While CAM plants have the advantage of being able to uptake, retain, and reassimilate CO2 during drought stress, under moist conditions, they can be expected to have a slower growth rate than C3 and C4 plants. This is due to daily carbon assimilation by CAM plants being approximately half that of C3 plants and one third that of C4 plants. CAM plants also exhibit a higher ATP requirement for photosynthesis than C3 and C4 plants.
Heat Resistance
Severe overheating can be extremely dangerous to plants, as symptoms include the decomposition of proteins, and the appearance of ammonia molecules in toxic amounts. High internal temperatures cause proteins in the plant to be hydrolysed to amino acids (Henckel, 1964). Overheating in plants inhibits respiration, which ultimately inhibits the formation of organic acids that react with ammonia molecules to form salts and aimides. Therefore, heat resistant plants have adapted to combat the effects of overheating by reducing their respiratory coefficients and accumulating organic acids (Henckel, 1964). Highly adapt xerophytic plants can also respond to overheating with intense protein synthesis, which is due to raised levels of nucleic acids, and intense restorative processes, which are the result of elevated respiratory rates (Henckel, 1964).

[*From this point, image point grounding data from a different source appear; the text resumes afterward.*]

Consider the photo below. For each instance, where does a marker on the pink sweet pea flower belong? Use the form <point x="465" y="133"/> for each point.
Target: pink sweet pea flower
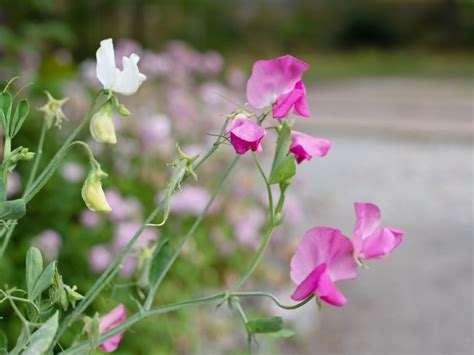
<point x="110" y="320"/>
<point x="370" y="241"/>
<point x="245" y="135"/>
<point x="323" y="257"/>
<point x="304" y="146"/>
<point x="277" y="82"/>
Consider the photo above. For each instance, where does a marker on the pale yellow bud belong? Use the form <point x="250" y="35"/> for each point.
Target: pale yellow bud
<point x="102" y="126"/>
<point x="92" y="192"/>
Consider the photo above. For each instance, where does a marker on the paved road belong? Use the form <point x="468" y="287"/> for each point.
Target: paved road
<point x="407" y="146"/>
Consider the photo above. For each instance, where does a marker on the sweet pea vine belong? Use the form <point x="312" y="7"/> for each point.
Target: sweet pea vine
<point x="48" y="307"/>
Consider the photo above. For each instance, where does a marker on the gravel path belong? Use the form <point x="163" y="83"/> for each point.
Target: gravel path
<point x="407" y="146"/>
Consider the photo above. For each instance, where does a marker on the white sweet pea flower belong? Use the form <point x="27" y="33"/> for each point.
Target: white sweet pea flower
<point x="126" y="81"/>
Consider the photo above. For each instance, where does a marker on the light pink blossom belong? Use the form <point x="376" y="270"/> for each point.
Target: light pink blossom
<point x="323" y="257"/>
<point x="245" y="135"/>
<point x="370" y="241"/>
<point x="304" y="146"/>
<point x="115" y="317"/>
<point x="277" y="83"/>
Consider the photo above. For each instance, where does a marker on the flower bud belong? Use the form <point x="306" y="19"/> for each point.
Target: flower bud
<point x="92" y="192"/>
<point x="102" y="126"/>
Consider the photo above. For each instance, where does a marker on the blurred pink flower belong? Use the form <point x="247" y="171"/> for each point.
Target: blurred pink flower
<point x="277" y="83"/>
<point x="304" y="146"/>
<point x="13" y="184"/>
<point x="124" y="231"/>
<point x="110" y="320"/>
<point x="323" y="257"/>
<point x="122" y="208"/>
<point x="72" y="171"/>
<point x="245" y="135"/>
<point x="154" y="130"/>
<point x="370" y="241"/>
<point x="154" y="64"/>
<point x="49" y="242"/>
<point x="212" y="62"/>
<point x="89" y="219"/>
<point x="100" y="257"/>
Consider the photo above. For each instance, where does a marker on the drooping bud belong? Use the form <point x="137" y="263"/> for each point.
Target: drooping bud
<point x="102" y="126"/>
<point x="53" y="112"/>
<point x="92" y="192"/>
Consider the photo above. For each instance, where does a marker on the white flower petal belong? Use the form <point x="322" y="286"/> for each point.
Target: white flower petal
<point x="129" y="80"/>
<point x="106" y="70"/>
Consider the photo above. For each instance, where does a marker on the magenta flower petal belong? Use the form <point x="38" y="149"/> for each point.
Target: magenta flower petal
<point x="272" y="78"/>
<point x="286" y="102"/>
<point x="328" y="291"/>
<point x="381" y="243"/>
<point x="245" y="135"/>
<point x="301" y="106"/>
<point x="110" y="320"/>
<point x="309" y="284"/>
<point x="367" y="221"/>
<point x="304" y="146"/>
<point x="324" y="245"/>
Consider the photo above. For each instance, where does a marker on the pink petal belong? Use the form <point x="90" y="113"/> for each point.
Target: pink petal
<point x="245" y="135"/>
<point x="304" y="146"/>
<point x="286" y="102"/>
<point x="272" y="78"/>
<point x="367" y="221"/>
<point x="112" y="344"/>
<point x="301" y="106"/>
<point x="309" y="284"/>
<point x="381" y="243"/>
<point x="328" y="291"/>
<point x="324" y="245"/>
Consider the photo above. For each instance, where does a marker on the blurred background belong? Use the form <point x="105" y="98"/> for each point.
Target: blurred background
<point x="390" y="84"/>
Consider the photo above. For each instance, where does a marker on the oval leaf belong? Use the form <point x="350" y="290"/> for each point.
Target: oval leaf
<point x="14" y="209"/>
<point x="265" y="325"/>
<point x="44" y="281"/>
<point x="42" y="339"/>
<point x="34" y="268"/>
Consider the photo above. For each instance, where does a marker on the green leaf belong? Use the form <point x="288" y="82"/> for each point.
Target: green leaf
<point x="14" y="209"/>
<point x="34" y="268"/>
<point x="284" y="164"/>
<point x="3" y="191"/>
<point x="265" y="325"/>
<point x="6" y="101"/>
<point x="160" y="259"/>
<point x="44" y="281"/>
<point x="21" y="112"/>
<point x="42" y="339"/>
<point x="284" y="171"/>
<point x="283" y="333"/>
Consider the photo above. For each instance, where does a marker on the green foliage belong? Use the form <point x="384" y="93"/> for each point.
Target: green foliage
<point x="284" y="163"/>
<point x="42" y="338"/>
<point x="265" y="325"/>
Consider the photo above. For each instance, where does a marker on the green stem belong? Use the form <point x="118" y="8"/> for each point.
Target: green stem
<point x="58" y="157"/>
<point x="273" y="298"/>
<point x="256" y="259"/>
<point x="39" y="153"/>
<point x="84" y="346"/>
<point x="109" y="273"/>
<point x="188" y="235"/>
<point x="271" y="212"/>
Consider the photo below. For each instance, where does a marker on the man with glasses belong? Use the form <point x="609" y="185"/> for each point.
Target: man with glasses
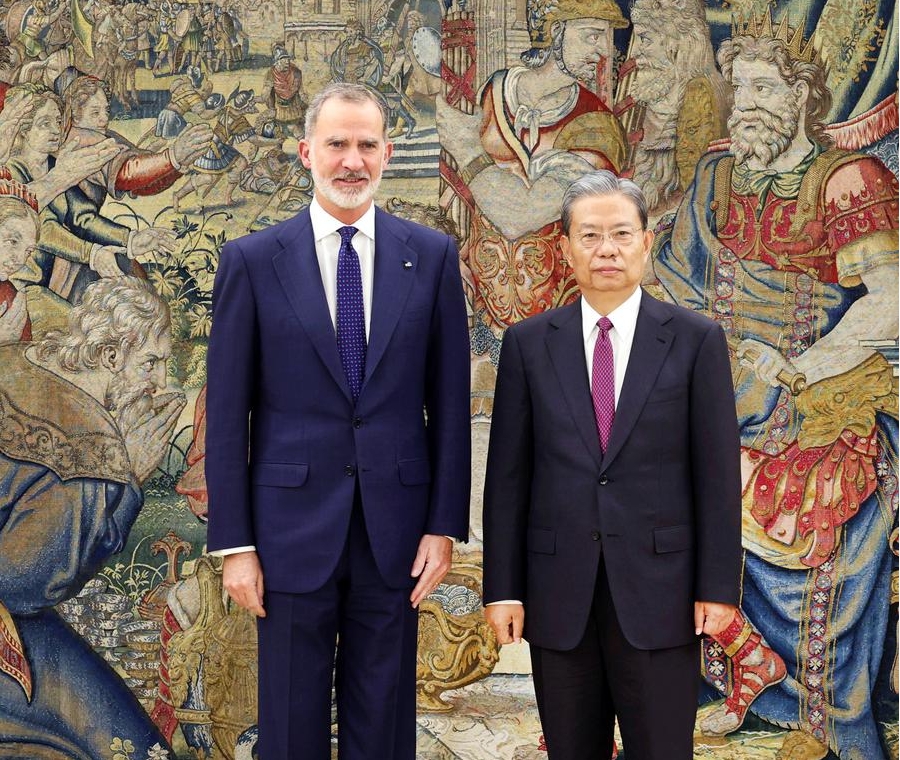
<point x="612" y="498"/>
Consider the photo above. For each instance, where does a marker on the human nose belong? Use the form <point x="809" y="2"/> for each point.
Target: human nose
<point x="353" y="159"/>
<point x="742" y="99"/>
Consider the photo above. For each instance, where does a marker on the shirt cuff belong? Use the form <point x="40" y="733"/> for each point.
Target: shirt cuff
<point x="233" y="550"/>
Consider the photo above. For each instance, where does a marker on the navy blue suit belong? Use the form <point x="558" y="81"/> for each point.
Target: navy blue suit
<point x="617" y="545"/>
<point x="325" y="478"/>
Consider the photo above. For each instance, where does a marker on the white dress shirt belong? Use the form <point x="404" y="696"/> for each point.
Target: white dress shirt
<point x="328" y="244"/>
<point x="624" y="319"/>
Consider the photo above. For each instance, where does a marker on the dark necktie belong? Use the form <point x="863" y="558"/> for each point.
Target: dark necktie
<point x="603" y="383"/>
<point x="351" y="319"/>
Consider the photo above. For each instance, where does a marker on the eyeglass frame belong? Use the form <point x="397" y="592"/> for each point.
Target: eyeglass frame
<point x="631" y="233"/>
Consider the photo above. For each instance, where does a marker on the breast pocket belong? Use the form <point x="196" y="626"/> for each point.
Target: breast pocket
<point x="676" y="538"/>
<point x="279" y="474"/>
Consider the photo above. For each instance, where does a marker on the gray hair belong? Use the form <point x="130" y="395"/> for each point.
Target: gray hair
<point x="349" y="92"/>
<point x="602" y="182"/>
<point x="118" y="312"/>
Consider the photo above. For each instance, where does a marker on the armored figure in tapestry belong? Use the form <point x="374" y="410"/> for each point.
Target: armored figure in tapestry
<point x="137" y="138"/>
<point x="791" y="244"/>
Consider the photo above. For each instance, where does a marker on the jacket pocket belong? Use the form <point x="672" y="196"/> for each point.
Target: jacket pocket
<point x="542" y="540"/>
<point x="676" y="538"/>
<point x="279" y="474"/>
<point x="414" y="472"/>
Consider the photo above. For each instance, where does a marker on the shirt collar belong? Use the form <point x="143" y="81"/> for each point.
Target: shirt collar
<point x="623" y="317"/>
<point x="324" y="224"/>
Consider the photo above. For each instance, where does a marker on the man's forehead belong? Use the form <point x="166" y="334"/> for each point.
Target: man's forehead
<point x="599" y="24"/>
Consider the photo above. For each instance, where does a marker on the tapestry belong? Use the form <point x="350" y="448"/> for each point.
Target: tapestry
<point x="138" y="136"/>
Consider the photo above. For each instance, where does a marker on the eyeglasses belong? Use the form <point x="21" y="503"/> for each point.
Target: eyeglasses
<point x="619" y="238"/>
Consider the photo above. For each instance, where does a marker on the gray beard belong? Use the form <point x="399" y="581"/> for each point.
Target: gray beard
<point x="127" y="404"/>
<point x="771" y="137"/>
<point x="650" y="85"/>
<point x="656" y="172"/>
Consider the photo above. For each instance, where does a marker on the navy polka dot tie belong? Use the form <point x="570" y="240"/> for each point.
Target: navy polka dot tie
<point x="351" y="319"/>
<point x="603" y="383"/>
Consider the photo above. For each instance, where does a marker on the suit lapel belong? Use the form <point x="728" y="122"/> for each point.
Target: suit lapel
<point x="297" y="268"/>
<point x="565" y="343"/>
<point x="651" y="344"/>
<point x="395" y="269"/>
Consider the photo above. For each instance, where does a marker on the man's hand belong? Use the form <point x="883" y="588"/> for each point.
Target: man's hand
<point x="712" y="618"/>
<point x="148" y="441"/>
<point x="765" y="361"/>
<point x="430" y="566"/>
<point x="242" y="579"/>
<point x="151" y="240"/>
<point x="190" y="145"/>
<point x="507" y="621"/>
<point x="75" y="163"/>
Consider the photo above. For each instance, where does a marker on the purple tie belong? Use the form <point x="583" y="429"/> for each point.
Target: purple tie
<point x="603" y="382"/>
<point x="351" y="319"/>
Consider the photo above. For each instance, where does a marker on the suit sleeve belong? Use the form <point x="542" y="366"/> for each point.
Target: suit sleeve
<point x="507" y="488"/>
<point x="448" y="404"/>
<point x="231" y="367"/>
<point x="716" y="475"/>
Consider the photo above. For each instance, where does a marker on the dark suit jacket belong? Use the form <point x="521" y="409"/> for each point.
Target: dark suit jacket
<point x="273" y="357"/>
<point x="664" y="502"/>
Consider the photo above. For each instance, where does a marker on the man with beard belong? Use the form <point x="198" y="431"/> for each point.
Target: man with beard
<point x="792" y="246"/>
<point x="72" y="473"/>
<point x="341" y="334"/>
<point x="283" y="87"/>
<point x="675" y="77"/>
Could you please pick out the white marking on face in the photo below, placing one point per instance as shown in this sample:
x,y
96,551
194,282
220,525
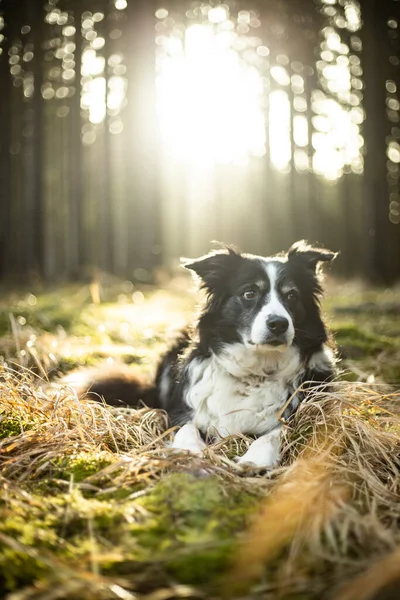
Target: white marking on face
x,y
273,307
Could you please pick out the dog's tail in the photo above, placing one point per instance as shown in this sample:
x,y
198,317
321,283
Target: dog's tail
x,y
124,386
119,386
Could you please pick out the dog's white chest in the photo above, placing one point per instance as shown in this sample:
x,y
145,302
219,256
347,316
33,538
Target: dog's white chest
x,y
226,404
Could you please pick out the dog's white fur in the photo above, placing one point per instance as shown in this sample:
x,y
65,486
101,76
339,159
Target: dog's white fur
x,y
243,388
273,306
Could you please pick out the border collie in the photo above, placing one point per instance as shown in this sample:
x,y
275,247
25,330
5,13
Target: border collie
x,y
257,349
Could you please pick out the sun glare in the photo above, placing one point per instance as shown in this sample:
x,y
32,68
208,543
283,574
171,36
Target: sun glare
x,y
209,97
214,85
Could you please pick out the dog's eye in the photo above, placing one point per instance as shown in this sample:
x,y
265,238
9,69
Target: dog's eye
x,y
250,295
291,296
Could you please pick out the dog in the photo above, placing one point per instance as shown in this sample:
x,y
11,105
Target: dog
x,y
259,347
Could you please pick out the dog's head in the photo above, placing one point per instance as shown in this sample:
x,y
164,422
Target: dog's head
x,y
266,304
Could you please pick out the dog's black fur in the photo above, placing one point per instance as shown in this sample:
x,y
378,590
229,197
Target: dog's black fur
x,y
224,275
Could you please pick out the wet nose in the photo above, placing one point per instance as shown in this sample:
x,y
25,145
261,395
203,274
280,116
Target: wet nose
x,y
277,325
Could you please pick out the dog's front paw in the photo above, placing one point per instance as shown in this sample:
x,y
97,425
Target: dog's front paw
x,y
264,453
188,438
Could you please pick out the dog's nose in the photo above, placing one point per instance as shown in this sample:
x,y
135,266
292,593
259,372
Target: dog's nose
x,y
277,325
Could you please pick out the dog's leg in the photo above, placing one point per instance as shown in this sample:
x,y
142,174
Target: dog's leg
x,y
188,438
264,452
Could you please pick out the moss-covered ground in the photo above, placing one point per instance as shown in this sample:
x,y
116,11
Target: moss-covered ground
x,y
94,504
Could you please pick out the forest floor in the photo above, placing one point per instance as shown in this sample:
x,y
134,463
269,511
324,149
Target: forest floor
x,y
95,505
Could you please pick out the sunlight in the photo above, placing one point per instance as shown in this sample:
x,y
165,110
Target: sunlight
x,y
209,99
213,86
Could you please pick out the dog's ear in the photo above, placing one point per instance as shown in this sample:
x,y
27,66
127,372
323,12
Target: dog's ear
x,y
213,268
308,256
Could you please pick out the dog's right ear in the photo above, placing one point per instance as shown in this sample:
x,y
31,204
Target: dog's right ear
x,y
213,268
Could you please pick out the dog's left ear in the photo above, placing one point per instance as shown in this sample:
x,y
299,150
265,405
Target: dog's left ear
x,y
308,256
214,267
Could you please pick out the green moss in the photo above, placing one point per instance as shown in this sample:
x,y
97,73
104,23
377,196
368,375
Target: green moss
x,y
192,524
80,466
11,425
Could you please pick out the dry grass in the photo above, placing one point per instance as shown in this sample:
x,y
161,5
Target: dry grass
x,y
326,522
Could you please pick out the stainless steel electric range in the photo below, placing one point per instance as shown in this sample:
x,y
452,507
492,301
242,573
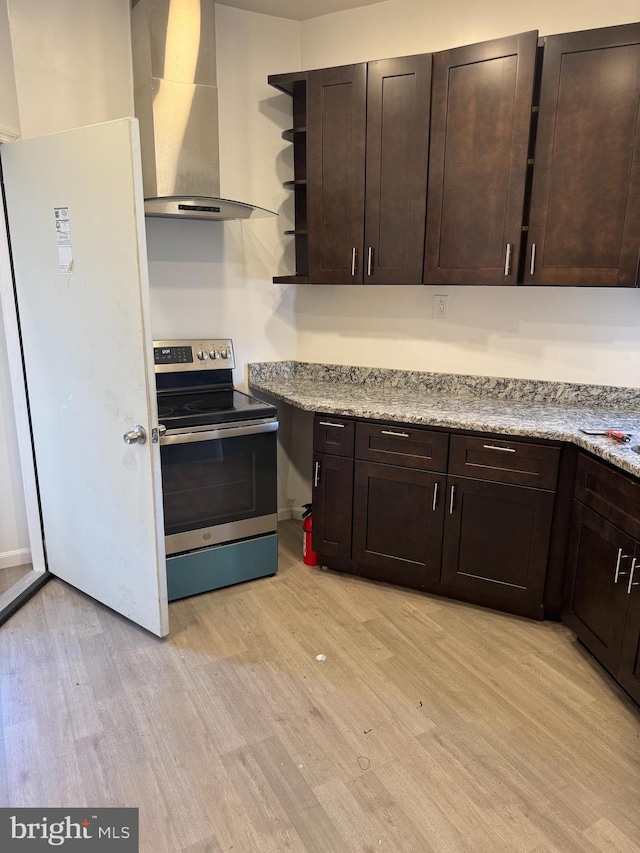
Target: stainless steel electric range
x,y
219,477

There are two primary ways in which transpiration mechanisms can be used by xerophytic plants to control internal temperatures. Due to the absorption of solar radiation, leaf temperatures tend to be higher than ambient air temperatures. Some plants, such as select desert species can tolerate tissue temperatures well above those normally endured by other plants, which enables them to reduce transpiration and heat up without causing critical damage. The other temperature control mechanism is to increase transpiration, whereby the vaporisation of water, internal leaf temperatures are lowered. This mechanism is most common in deep rooted species, as it relies heavily on the ability to tap into an adequate water supply. The result of both mechanisms is that cell turgor is maintained, allowing basic processes, which cannot occur in flaccid cells, to continue, for example photosynthesis.
As with dehydration, the factors causing injury and death to a plant after overheating may differ depending on the abruptness and intensity of the temperature increase. Ammonia poisoning is the result of a slow temperature increase, whereas rapid overheating disrupts sub-microscopic structures and impedes the coagulation of protoplasmic proteins (Henckel, 1964).
The physiological problems that are brought about in plants due to drought stress cannot be solved by one adaptation, but by a combination of many. While some adaptations provide an advantage for one plant species over another in a select habitat, that advantage may become a disadvantage when removed from its context. This factor provides insight into the evolutionary persistence of the three modes of photosynthesis (C3, C4, and CAM) and their biogeographic distributions. The wide range and combinations of drought resistance mechanisms found within xerophytes can be analysed to give perspective and support to the evolutionary history of drought resistant plant taxa.